The default value of bgp update-delay is 120 seconds – not unreasonable if you expect to receive full Internet routing table from a few BGP neighbors, but definitely way too long for a virtual lab. Adding bgp update-delay 5 to netlab Cisco IOS BGP configuration template turned a major annoyance back into a lovely experience.
Finally, keep in mind that what works best in a lab might not be suitable for production deployment. Don’t tweak this nerd knob in a production network unless you have an extremely good reason to do it, see also the comment by Mehdi SFAR.
… although I made a decision to use Arista vEOS/cEOS whenever possible when creating blog posts. Repeatability is crucial – anyone can download Arista VM/container software while Cisco keeps hiding IOSv like it would be its crown jewels. ↩︎
… as opposed to resource hogs like Nexus OS or several Junos platforms. ↩︎
… compared to what I’d been experiencing 25 years ago when I was still teaching my BGP course (the precursor of CBCR course) at Cisco Europe. ↩︎
Or wait for two keepalives, see the comment by Jeff Tantsura. ↩︎
What about BIRD on Linux?

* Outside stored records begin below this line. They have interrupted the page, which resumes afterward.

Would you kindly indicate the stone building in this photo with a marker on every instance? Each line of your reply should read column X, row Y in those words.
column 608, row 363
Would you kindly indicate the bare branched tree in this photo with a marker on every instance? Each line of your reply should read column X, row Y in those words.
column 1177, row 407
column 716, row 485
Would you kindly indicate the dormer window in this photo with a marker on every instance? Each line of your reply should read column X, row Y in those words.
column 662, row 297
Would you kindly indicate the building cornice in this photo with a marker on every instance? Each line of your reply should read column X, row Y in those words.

I started using it for my "vendor-neutral" posts, and I have been very positively surprised about its versatility.
Please note - (somewhat vendor dependent) when GR is not negotiated - EoR is not sent; most BGP implementations will use 1st (well, technically 2nd) keepalive as an indicator that the sender is done and best path can be run
yes - I have just experienced this with IOSXR and it is very annoying as we wanted to track EoR to measure the BGP convergence time throughout major faults and build some stats/data to then analyse.

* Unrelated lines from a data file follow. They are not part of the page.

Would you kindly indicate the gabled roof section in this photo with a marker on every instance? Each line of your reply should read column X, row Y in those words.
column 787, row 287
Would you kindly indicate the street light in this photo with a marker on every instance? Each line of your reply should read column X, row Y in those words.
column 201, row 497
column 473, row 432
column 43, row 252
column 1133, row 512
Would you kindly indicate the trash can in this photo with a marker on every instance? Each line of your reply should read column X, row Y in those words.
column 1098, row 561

In a major router vendor, EoR is only available for GR and Enhanced Route Refresh (clear bgp soft).
Having said that, RFC 4742 says:
" Although the End-of-RIB marker is specified for the purpose of BGP graceful restart, it is noted that the generation of such a marker upon completion of the initial update would be useful for routing convergence in general, and thus the practice is recommended. "
As you correctly mentioned, it's crucial to be cautious when modifying this timer as doing so may result in unexpected consequences.
For example, in a multihomed design where the CE receives the default route from both PEs, if the primary PE restarts and establishes the CE-PE peering, it may start sending the Default route before VPNv4 convergence is complete, potentially causing traffic to be blackholed for some time.
Therefore, depending on the number of peerings and routes involved, maintaining or even increasing the update-delay timer may be necessary in certain use cases.
BTW, a quick point regarding the update-delay timer: The update-delay timer waits after the FIRST neighbor is established before starting its calculation.
I just wanted to share this use case with the readers.
FRR has two modes for this
datacentermode where the update delay is set to 0( just start doing the work ) and
traditionalwhere the update delay is 120 seconds as you have experienced.
update-delay is 0 In FRR regardless of which mode is selected.
Another production use-case for which this timer is useful is to avoid sending aggregates before sending all of their contributors too, this way avoiding blackholing.